Back in January, I called Sol Cesto “my first favorite game of 2026.” The visually arresting roguelike launched in early access last May, but I discovered it right as the new year was beginning. It instantly blew me away. I became so obsessed with it that I eventually had to put it down or else I’d risk burning myself out on it before its 1.0 release. Thankfully, I didn’t have to abandon it for long. The full version of Sol Cesto is out now on Windows PC, so now I can formally submit that it’s the most hypnotizing game I’ve played so far this year.

Sol Cesto isn’t your typical dungeon crawling roguelike. Well, actually it is, but it brilliantly deconstructs the genre into something unrecognizable. Set in a world where the sun has vanished, you select a hero and take them on a trip underground to find the lost star. You’ll survive floor after floor, slaying monsters, opening treasure chests, and finding passive buffs that let you rebuild your character’s stats. Simple enough, right?

Whatever you’re picturing it looks like is most certainly not what Sol Cesto is. Each dungeon floor is presented as a grid with four rows and four columns. There’s either a monster, trap, chest, or healing strawberry inside each box. To unlock the exit and get to the next floor, you need to clear a certain number of boxes by clicking into them. The catch, however, is that you can’t choose which boxes you want to interact with; you have to click on a row. Luck takes the wheel at that point, because your character will move to one of the four boxes in that row at random, with a 25% chance to hit each. If you click on a row that contains two enemies and two treasure chests, you’ll have a 50% chance of landing on a square that gives you gold or a 50% chance of landing on an enemy that deals damage to you.

It’s a video game risk-reward system boiled down to its essence. Every move you make is a gamble shown to you in percentages. You need to clear a certain amount of boxes to proceed, so you’re forced to make some risky clicks. It sounds like a frustrating game of chance, but it’s engrossing and contains some surprising strategic depth. If there’s a row with a healing item, I might decide to take my chances on a risky floor full of enemies first in case I take damage that I can heal back when I circle back to get that item. Do I get greedy and go for an extra treasure chest after the exit opens? A 75% chance to get gold is a safe enough bet, right?

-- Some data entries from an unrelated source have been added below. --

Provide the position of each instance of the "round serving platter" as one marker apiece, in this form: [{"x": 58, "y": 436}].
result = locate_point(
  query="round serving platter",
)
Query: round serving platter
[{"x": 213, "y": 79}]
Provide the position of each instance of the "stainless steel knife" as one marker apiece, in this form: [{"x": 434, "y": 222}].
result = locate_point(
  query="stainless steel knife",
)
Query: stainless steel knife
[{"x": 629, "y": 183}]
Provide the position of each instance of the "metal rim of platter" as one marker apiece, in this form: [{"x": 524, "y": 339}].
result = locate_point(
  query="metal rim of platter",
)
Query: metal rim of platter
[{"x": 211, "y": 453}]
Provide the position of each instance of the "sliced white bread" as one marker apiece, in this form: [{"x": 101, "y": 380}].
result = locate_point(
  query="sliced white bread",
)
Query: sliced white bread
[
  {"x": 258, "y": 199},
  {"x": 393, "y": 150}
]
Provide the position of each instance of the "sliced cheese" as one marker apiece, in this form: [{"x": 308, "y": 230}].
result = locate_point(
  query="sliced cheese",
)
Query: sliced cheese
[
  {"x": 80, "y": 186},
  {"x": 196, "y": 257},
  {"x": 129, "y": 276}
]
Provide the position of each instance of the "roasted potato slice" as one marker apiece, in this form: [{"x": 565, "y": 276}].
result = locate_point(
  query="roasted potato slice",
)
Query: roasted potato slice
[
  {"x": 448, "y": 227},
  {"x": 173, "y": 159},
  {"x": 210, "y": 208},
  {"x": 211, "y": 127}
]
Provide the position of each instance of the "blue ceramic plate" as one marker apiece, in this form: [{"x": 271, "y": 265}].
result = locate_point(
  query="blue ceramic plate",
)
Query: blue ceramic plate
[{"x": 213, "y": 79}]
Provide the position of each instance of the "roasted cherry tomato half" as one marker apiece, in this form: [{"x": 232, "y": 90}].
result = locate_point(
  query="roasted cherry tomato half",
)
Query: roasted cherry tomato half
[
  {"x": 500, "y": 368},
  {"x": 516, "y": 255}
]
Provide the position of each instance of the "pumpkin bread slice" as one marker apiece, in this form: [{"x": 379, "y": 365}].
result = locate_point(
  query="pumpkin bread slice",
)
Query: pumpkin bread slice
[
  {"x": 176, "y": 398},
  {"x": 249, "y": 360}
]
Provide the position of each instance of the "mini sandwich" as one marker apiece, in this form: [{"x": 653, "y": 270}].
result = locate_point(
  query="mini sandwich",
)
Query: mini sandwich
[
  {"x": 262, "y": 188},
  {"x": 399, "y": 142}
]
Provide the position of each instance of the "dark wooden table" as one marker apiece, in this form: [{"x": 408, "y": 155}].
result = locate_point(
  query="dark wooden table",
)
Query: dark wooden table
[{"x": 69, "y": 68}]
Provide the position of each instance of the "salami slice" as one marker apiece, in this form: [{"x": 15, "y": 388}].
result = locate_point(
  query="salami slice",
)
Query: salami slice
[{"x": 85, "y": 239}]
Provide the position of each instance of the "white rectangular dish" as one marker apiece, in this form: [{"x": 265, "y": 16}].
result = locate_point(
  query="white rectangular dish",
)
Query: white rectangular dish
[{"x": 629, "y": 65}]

Where Sol Cesto really gets hard to put down is how it twists that idea with buildcrafting. The further I explore, the more I pick up teeth, which act like passive buffs. They don’t give me fancy powers that change my attacks like in Hades 2; all of them simply alter the odds. One tooth might raise the base chance that I’ll land on a chest, but lower my chances of landing on a strawberry too. Or one could raise the likelihood that I’ll land on a monster that does physical damage, while lowering my chances of landing on a magic attacker. Each character has a different resistance level to those two damage types, and they can be tweaked during a run.